The students were blocked from reaching Parliament where a special government assembly was putting the final touches to a new political blueprint for the troubled Southeast Asian nation.

On Thursday, a high school student and a police officer died in hospitals after 20,000 students were blocked by security personnel from reaching Parliament.

At that time troops and police also dispersed the crowds with baton charges, tear gas, rubber bullets, and water cannons. More than 100 students were hospitalized, some with serious injuries.

Military commander Gen. Wiranto called for calm Friday and warned that an estimated 30,000 police and troops deployed across the capital would take "sterner and firmer action" if student protests got out of control again.

In an interview with private radio station Trijaya, Wiranto suggested people stay at home and that offices not open.

Wiranto defended the tough action taken by his men to put down the protests, which he said had been an "unlawful attempt to forcibly occupy the parliament by mobs."

Foreign embassies in Indonesia warned their citizens of the likelihood of more unrest.

The students oppose a special government assembly convened by Suharto's successor, President B.J. Habibie, to map out a new political system as Indonesia battles with it worst economic crisis in decades. Inflation, unemployment, and poverty rates are soaring.

Habibie, a former protege of Suharto, says the People's Consultative Assembly will pave the way for free elections next year.

Critics say the assembly delegates are Suharto holdovers intent on preserving their political privileges.

Pressed by the bloody protests raging outside, Indonesia's highest legislative body Friday endorsed a new government blueprint for the troubled nation. The 1,000-member People's Consultative Assembly also named Suharto in a decree demanding a massive government crackdown on corruption under his 32-year rule. The assembly ultimately approved 12 reform decrees aimed at giving Indonesia a semblance of democracy but voted to maintain reserved seats in the country's top legislative body for the powerful military, which the students have opposed.

The students demand greater democratic change, including an end of military involvement in politics. They also want Suharto put on trial for corruption and human rights abuses.

"Suharto's whole regime should be brought to trial for their crimes," said one student activist Martin Sirat.

In concession to student demands, factions in the assembly have agreed to name Suharto in a decree calling for an investigation into past corruption.

The assembly continued its deliberations on Friday, apparently oblivious to the chaos nearby.

A spokesman at St.

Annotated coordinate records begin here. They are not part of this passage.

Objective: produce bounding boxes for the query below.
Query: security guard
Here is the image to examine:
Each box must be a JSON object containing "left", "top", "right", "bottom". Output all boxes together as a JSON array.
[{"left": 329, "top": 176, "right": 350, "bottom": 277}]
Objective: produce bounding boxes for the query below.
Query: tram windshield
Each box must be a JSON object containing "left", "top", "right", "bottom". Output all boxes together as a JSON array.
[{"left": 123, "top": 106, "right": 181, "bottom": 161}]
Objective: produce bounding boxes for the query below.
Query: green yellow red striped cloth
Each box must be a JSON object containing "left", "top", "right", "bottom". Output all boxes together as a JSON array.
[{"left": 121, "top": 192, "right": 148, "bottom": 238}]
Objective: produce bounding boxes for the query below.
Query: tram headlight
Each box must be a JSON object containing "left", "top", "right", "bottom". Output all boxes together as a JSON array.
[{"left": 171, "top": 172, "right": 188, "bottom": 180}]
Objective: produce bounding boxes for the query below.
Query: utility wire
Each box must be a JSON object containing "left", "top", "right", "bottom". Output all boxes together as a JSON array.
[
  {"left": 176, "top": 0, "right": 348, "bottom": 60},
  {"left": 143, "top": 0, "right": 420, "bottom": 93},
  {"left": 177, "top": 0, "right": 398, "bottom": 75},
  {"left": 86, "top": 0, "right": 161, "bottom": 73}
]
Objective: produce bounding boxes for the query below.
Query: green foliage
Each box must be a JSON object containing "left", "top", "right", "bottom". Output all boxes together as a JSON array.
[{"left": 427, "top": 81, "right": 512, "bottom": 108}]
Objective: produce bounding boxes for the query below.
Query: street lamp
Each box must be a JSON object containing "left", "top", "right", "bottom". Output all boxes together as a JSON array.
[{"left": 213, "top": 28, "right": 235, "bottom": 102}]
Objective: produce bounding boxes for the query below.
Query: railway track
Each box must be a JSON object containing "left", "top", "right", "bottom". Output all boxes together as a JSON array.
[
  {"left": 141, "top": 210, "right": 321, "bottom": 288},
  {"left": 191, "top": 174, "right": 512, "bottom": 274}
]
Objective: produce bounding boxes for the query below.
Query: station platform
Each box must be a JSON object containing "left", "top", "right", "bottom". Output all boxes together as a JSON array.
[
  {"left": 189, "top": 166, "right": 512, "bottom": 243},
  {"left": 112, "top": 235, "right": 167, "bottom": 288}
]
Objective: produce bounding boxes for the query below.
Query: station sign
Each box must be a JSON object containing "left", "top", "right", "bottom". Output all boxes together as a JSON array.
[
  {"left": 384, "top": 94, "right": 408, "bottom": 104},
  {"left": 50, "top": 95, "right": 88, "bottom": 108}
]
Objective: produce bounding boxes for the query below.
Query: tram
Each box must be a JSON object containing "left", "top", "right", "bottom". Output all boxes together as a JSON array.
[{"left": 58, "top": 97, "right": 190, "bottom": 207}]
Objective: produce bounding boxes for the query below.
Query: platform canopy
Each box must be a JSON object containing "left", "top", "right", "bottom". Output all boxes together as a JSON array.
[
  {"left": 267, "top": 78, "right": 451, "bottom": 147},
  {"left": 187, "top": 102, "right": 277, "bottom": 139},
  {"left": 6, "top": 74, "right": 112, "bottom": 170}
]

Carolus Hospital said Lukman Firdaus, a male 18-year-old high school student, died before dawn Friday after being beaten around the head. He had initially been treated at a navy hospital.

Earler, the military said an officer, identified as Pvt. Prayitno, died after falling from a truck.

More than a thousand protesters remained holed up in the Atmajaya Catholic University campus past midnight while hundreds of others were scattered along the street. Authorities used loudspeakers to warn those on the street to leave, threatening harsher measures if they did not.